/jstructure

A small library for structural bioinformatics.

Primary LanguageHTML

jstructure

de.bioforscher.jstructure is a light-weight library for structural bioinformatics. It provides a stream-based API to work with macromolecular structures in PDB format.

Data Model

de.bioforscher.jstructure hierarchy is close to that BioJava of: a Structure contains any number of Chain objects which contain any number of Group objects which contain any number of Atom objects. Each element of this hierarchy implements a Container interface, so it is possible to retrieve all registered children in a standardized manner. A Group is an AtomContainer, so it provides a function Stream<Atom> atoms() which is used to get access to all Atoms linked to this particular Group. A Chain is a GroupContainer as well as an AtomContainer, thus one can retrieve all Group objects by calling Stream<Group> groups() and all Atom objects by Stream<Atom> atoms().

Selection provides a more fine-grained retrieval of child elements in a nature similar to that of a step-wise builder and will recognize the level of the selection.

Furthermore, each element is aware of its parent container. This reference is automatically set, when a children element (such as an Atom) is added to a parent container (in that case a Group). This allows for individual atoms to return their PDB representation as an ATOM record (which depends information on the parent Group as well as the parent Chain). In consequence every element of the hierarchy can compose its PDB representation by gathering all ATOM records of all Atom objects associated to it.
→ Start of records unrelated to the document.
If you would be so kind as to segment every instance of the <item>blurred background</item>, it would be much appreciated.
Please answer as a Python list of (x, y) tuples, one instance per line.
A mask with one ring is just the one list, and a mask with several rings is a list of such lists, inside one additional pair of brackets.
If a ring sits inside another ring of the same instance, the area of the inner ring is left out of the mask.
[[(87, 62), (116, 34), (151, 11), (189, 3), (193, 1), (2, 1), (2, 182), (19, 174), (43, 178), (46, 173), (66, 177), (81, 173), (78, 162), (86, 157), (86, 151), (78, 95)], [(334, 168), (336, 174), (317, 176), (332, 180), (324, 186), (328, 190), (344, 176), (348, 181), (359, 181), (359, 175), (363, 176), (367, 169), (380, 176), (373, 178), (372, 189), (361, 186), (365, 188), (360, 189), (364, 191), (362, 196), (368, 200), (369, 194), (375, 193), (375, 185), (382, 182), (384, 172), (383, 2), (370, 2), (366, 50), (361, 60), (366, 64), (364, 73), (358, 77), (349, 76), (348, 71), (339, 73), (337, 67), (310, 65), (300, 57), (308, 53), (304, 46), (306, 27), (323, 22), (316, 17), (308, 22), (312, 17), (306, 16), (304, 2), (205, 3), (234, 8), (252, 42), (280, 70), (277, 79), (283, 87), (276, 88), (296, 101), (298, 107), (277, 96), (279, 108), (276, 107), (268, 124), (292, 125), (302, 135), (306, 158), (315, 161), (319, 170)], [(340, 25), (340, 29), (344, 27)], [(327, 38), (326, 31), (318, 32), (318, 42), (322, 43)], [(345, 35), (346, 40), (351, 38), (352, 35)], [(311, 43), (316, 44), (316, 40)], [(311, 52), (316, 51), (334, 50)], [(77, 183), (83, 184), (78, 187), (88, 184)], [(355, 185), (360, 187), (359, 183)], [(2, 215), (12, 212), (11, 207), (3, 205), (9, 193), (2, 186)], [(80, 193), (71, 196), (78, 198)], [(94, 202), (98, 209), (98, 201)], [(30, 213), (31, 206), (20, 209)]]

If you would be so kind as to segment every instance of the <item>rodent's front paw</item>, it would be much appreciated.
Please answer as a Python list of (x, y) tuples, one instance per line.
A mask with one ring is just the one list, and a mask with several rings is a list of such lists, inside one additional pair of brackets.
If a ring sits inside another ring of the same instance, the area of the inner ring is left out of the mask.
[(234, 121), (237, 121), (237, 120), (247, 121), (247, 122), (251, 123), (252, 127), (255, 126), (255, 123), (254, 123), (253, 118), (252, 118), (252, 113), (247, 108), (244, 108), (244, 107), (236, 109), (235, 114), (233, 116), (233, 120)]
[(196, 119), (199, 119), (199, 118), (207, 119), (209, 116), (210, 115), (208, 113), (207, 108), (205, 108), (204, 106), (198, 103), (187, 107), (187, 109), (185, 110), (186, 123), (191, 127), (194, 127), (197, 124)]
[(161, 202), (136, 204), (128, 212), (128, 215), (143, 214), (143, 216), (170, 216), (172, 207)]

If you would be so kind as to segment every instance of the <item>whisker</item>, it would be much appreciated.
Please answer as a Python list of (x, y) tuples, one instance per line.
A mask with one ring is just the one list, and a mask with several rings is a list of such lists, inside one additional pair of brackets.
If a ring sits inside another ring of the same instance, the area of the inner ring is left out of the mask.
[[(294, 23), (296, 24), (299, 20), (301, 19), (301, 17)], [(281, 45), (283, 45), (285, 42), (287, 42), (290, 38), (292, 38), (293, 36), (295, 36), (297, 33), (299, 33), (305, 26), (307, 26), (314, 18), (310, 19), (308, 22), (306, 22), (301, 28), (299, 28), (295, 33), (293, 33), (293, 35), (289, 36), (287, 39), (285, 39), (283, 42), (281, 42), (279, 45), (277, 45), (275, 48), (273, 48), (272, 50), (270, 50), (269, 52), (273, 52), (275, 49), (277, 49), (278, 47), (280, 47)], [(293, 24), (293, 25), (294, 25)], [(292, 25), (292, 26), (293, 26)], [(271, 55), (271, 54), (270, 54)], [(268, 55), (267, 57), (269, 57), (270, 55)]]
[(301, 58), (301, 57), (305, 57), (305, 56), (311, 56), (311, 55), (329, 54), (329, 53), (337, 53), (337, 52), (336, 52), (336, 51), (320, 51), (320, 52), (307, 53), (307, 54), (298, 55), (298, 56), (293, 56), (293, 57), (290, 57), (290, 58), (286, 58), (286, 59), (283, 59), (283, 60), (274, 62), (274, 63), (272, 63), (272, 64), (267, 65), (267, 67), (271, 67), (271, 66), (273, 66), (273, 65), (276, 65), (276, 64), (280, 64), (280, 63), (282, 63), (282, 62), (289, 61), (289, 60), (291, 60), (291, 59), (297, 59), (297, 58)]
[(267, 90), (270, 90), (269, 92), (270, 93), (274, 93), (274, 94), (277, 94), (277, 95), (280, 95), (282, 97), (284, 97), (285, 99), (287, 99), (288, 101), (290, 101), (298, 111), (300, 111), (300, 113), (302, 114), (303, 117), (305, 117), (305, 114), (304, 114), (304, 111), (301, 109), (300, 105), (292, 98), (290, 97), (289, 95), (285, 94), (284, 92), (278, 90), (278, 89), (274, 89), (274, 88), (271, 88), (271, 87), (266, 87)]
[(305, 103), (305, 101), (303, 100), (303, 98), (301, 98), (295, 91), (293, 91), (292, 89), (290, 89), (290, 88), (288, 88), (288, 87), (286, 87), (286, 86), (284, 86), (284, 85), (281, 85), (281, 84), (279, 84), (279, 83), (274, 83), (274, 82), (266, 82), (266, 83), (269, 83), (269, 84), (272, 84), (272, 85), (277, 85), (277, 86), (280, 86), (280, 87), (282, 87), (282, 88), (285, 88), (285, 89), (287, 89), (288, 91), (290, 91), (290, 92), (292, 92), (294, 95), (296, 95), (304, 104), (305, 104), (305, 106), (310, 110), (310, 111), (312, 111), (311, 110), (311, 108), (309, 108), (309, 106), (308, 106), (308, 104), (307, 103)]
To any of these classes arbitrary data can be attached to.

Using The API

    // fetch a structure or load from local PDB if setup
    Structure structure = StructureParser.fromPdbId("1brr").parse();

    // select a chain
    Chain chainB = structure.select()
            .chainId("B")
            .asChain();

    // or a residue
    AminoAcid aminoAcid1 = chainB.select()
            .residueNumber(60)
            .asAminoAcid();
    // and another one
    AminoAcid aminoAcid2 = chainB.select()
            .residueNumber(100)
            .asAminoAcid();

    // compute their distance
    System.out.println("distance of " + aminoAcid1 + " and " + aminoAcid2 + ": " +
            StandardFormat.format(aminoAcid1.calculate()
                    .centroid()
                    .distance(aminoAcid2.calculate()
                            .centroid())));

    // access amino acid-specific atoms
    chainB.select()
            .aminoAcids()
            .groupName("TRP")
            .asFilteredGroups()
            .map(Tryptophan.class::cast)
            .map(tryptophan -> tryptophan + " CG position: " +
                    Arrays.toString(tryptophan.getCg().getCoordinates()))
            .forEach(System.out::println);

    // compute features on-the-fly and resolve dependencies
    // e.g. assign some random value to each amino acid
    structure.aminoAcids()
            .forEach(aminoAcid -> aminoAcid.getFeatureContainer().addFeature(new Feature(new Random().nextDouble())));

    chainB.aminoAcids()
            .map(aminoAcid -> aminoAcid + " random feature: " +
                    StandardFormat.format(aminoAcid.getFeature(Feature.class).getValue()))
            .forEach(System.out::println);

    System.out.println("averages among chains:");
    structure.chainsWithAminoAcids()
            .map(chain -> chain.getChainIdentifier() + "'s average random feature: " +
                    StandardFormat.format(chain.aminoAcids()
                            .map(aminoAcid -> aminoAcid.getFeature(Feature.class))
                            .mapToDouble(Feature::getValue)
                            .average()
                            .getAsDouble()))
            .forEach(System.out::println);

Feature Providers

Several FeatureProvider implementations are provided which allow the computation or annotation of values such as secondary structure information, accessible surface area values, membrane topology, evolutionary information or UniProt data.

Dependencies between them are resolved automatically and the user can request features which will be computed on-the-fly, when they are not already present.